In narcolepsy type 1 (NT1), patients have severely diminished orexin levels. This appears to cause them to inappropriately enter REM sleep.
OP notes that the mutation lowering the sleep requirement causes an increase in orexin. I wonder whether the increased orexin could be inhibiting REM and perhaps facilitating a more restful architecture of sleep. Alternatively, perhaps elevated orexin levels during the day cause wakefulness such that you just don't need as much sleep, regardless of how efficient the sleep is.
It would be interesting to compare sleep tracking data of people with and without this mutation to see if there are significant differences in time spent in different sleep stages.
As noted elsewhere ITT, there is a strong biological need for sleep, and its main role is very likely to reduce reactive oxygen species (though the amount needed vary by genetics) Orexin levels increase the noradrenaline ones, which is one of the few antioxidants able to reach neurons (along with melatonin) and by this way also increase slow wave sleep, making it more efficient. So yes, this could be a way they would need less sleep.

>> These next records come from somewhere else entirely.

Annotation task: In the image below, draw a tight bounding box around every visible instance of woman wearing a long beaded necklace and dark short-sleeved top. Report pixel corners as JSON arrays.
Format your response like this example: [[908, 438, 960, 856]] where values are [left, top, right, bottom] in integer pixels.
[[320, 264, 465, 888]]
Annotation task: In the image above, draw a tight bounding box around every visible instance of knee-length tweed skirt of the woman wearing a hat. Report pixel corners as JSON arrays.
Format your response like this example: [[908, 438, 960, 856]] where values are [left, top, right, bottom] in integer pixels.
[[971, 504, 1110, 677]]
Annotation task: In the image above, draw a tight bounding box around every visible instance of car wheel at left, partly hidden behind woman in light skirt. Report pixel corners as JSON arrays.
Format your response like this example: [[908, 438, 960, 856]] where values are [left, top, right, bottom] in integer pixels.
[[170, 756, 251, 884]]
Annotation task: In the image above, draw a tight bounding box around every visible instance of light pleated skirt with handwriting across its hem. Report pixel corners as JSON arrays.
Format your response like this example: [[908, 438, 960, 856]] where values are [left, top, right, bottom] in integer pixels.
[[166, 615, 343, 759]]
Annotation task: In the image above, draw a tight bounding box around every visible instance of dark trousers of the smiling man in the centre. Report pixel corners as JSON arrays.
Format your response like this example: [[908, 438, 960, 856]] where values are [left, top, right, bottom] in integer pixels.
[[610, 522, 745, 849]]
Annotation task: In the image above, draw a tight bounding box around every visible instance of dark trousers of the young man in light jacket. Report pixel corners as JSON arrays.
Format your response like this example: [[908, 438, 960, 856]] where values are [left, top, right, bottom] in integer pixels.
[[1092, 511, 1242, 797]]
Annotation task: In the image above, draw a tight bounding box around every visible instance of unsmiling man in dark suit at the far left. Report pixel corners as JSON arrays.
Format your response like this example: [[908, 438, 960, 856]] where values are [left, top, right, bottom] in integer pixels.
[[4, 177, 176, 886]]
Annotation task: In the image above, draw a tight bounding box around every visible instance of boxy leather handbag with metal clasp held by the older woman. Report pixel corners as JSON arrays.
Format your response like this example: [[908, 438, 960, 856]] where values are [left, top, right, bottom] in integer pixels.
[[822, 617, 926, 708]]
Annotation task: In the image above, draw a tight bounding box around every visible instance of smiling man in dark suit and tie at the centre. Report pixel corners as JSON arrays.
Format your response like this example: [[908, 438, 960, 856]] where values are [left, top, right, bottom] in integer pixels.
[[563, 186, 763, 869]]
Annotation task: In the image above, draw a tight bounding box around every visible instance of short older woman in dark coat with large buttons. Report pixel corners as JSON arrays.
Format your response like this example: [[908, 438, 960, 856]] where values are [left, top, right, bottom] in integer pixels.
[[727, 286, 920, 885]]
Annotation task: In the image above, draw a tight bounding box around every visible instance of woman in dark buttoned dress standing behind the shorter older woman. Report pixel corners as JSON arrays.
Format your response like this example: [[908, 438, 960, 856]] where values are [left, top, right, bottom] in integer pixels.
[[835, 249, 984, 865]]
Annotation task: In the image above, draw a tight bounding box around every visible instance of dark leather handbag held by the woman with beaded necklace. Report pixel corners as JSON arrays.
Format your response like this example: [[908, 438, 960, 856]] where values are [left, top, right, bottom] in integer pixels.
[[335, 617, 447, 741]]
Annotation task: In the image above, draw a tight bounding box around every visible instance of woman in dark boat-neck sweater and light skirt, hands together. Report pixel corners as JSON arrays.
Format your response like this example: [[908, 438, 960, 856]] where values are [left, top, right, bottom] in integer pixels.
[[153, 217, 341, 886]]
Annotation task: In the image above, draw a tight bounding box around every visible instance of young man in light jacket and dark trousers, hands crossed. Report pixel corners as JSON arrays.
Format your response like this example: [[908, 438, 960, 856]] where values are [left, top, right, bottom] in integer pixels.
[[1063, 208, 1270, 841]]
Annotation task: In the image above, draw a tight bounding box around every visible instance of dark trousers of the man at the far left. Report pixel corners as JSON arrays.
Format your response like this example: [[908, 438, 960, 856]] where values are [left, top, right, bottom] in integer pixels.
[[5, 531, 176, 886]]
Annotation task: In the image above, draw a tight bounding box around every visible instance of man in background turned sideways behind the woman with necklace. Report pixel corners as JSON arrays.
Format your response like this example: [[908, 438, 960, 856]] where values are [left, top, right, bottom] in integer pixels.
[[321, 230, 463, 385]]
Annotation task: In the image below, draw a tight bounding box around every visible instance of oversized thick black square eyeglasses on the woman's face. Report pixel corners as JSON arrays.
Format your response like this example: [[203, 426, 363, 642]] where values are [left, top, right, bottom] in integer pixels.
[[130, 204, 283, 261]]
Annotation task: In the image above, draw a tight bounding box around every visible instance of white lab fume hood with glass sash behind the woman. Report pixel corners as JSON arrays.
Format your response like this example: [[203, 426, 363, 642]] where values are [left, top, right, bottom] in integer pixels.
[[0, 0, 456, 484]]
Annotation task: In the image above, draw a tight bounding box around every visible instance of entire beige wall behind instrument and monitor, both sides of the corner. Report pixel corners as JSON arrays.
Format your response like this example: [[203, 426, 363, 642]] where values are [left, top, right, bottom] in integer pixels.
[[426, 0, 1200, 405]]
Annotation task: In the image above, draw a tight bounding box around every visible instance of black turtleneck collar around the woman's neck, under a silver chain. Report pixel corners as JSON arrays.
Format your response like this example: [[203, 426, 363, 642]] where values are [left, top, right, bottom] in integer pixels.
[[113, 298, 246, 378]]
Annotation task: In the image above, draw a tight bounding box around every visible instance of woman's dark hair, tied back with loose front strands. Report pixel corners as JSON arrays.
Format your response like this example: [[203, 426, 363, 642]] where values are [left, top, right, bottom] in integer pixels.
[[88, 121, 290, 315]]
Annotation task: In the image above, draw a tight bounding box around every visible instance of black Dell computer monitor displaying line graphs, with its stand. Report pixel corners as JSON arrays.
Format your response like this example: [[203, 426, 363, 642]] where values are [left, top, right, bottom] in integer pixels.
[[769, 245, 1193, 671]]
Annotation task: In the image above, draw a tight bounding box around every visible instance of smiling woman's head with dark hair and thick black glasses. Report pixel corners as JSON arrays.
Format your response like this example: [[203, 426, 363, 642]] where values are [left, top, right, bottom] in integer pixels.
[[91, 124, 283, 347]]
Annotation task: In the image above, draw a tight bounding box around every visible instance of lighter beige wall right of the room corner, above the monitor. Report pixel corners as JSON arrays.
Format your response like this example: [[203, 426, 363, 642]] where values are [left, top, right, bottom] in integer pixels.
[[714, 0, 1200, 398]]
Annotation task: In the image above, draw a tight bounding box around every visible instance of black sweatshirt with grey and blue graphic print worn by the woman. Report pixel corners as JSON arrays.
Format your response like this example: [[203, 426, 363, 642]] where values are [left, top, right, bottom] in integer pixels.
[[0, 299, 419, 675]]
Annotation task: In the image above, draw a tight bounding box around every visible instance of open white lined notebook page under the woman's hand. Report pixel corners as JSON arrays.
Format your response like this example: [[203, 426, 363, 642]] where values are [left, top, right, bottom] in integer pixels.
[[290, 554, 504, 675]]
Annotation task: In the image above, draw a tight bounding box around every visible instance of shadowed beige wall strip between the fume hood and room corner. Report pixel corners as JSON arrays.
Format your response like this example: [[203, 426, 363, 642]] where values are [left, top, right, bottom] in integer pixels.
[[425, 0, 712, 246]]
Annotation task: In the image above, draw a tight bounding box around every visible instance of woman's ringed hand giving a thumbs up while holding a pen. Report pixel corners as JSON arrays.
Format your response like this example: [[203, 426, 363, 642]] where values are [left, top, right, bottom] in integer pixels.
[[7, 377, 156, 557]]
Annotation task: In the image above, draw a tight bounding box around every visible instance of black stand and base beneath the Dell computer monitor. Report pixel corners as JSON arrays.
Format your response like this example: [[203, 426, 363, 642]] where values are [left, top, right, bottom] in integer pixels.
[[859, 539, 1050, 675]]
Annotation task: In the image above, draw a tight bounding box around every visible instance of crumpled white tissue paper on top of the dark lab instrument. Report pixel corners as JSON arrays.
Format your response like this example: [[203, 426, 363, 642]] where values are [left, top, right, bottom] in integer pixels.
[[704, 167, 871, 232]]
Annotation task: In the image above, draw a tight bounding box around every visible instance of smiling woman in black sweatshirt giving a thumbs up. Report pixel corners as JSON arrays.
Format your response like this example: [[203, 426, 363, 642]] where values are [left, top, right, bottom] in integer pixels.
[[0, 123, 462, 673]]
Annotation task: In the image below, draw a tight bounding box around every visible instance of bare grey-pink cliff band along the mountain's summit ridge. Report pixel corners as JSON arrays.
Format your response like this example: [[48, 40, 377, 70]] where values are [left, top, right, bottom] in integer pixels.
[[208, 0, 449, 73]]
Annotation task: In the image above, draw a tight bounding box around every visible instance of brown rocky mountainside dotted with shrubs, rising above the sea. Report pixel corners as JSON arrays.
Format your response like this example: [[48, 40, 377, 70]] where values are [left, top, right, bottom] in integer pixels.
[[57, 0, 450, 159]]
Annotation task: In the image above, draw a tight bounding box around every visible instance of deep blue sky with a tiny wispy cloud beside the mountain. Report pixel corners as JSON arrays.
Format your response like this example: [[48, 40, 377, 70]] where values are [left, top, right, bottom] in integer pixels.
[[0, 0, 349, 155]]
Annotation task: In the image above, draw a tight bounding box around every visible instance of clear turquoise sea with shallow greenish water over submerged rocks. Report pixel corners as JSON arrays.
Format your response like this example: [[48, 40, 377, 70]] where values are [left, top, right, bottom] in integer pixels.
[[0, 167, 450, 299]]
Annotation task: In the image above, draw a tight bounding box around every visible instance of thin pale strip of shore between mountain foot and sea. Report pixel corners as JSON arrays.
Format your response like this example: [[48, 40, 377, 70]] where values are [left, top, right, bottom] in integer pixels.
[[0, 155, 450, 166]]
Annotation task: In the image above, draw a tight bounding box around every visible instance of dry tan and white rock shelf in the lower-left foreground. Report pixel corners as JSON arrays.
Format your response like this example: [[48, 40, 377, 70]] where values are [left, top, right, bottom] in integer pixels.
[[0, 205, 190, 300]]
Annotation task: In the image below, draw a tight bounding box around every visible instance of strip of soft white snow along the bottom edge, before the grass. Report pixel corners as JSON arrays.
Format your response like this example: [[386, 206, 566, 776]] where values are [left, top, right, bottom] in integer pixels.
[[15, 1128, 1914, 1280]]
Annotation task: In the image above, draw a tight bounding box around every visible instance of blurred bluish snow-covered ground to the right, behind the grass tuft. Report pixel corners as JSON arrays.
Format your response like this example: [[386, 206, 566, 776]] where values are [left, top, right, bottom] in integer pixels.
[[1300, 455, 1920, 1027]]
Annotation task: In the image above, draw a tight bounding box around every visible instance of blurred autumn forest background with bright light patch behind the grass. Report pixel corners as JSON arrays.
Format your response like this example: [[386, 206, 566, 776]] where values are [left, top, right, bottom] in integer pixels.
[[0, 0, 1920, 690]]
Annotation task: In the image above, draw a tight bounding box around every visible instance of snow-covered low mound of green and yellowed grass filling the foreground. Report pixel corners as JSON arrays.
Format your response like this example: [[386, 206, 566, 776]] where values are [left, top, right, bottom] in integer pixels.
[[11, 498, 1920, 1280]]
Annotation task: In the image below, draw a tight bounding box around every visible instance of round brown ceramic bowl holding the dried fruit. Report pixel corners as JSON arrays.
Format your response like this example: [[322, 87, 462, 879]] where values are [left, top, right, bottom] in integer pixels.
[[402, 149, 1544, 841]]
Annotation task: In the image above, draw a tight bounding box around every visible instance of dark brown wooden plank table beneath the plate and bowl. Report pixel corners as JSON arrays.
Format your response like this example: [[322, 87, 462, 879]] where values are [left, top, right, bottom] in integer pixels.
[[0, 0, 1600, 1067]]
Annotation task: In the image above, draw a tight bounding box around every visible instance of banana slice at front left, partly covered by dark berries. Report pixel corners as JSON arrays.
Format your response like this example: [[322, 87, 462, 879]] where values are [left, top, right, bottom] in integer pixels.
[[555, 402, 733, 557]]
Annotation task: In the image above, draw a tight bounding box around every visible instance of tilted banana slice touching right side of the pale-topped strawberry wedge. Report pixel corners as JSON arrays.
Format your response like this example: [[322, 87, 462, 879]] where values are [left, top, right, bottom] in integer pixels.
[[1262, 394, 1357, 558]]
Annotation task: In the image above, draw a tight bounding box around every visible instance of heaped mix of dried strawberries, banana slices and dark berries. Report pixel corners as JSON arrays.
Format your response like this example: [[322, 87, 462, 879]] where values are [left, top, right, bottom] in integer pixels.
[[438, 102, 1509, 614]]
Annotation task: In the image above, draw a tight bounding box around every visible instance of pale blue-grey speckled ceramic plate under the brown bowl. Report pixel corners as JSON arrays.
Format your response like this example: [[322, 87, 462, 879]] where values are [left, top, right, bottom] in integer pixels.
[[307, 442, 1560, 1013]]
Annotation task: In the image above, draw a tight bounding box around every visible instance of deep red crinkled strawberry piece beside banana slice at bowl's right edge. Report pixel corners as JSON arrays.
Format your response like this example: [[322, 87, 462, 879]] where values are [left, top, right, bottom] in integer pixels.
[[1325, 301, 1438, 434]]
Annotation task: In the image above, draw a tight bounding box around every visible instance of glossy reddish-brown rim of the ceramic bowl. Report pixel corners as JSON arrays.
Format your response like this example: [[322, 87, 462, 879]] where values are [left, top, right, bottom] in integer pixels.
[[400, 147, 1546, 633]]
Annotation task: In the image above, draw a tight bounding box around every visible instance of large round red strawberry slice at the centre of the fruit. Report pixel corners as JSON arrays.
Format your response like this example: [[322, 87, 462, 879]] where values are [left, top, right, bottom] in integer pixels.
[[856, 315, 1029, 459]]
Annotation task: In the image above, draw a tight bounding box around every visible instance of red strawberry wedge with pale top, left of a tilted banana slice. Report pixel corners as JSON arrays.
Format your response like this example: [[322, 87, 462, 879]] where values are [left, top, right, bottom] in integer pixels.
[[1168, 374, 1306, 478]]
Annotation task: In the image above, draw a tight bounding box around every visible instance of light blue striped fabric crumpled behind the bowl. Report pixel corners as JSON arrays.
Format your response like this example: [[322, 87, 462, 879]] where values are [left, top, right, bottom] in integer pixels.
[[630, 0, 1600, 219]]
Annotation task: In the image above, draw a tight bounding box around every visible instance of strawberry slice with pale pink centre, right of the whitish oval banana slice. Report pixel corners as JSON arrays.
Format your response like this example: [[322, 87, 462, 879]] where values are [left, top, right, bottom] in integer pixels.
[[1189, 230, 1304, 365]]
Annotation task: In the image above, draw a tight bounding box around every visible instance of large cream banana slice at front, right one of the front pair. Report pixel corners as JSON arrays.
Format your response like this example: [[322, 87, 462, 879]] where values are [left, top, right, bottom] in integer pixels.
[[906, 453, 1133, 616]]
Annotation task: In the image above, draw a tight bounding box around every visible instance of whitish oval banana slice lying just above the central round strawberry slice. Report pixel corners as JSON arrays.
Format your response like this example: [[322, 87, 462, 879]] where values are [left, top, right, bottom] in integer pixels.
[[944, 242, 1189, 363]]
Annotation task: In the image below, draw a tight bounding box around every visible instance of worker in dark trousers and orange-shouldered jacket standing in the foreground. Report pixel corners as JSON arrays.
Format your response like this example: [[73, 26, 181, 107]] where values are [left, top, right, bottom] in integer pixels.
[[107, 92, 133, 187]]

This stuff? Orexin receptor antagonists? They work. Holy crap, do they ever work. Sleep quality better than the Z-drugs, great tolerability, no massive disruption going off them... when these things go off-patent they're going to be massive. Sleep quality was not perfect (maybe 80% of "normal"? I don't know) but that is absolutely minor compared to the alternative.
(And for the record, I'm off them now due to other stuff clearing up such that I don't need this level of sleep assistance anymore. Not because I can't afford them.)
I guess that's a long-winded way to say that if you're going to do questionably-advised sleep biohacking, orexin receptors are probably the place to start.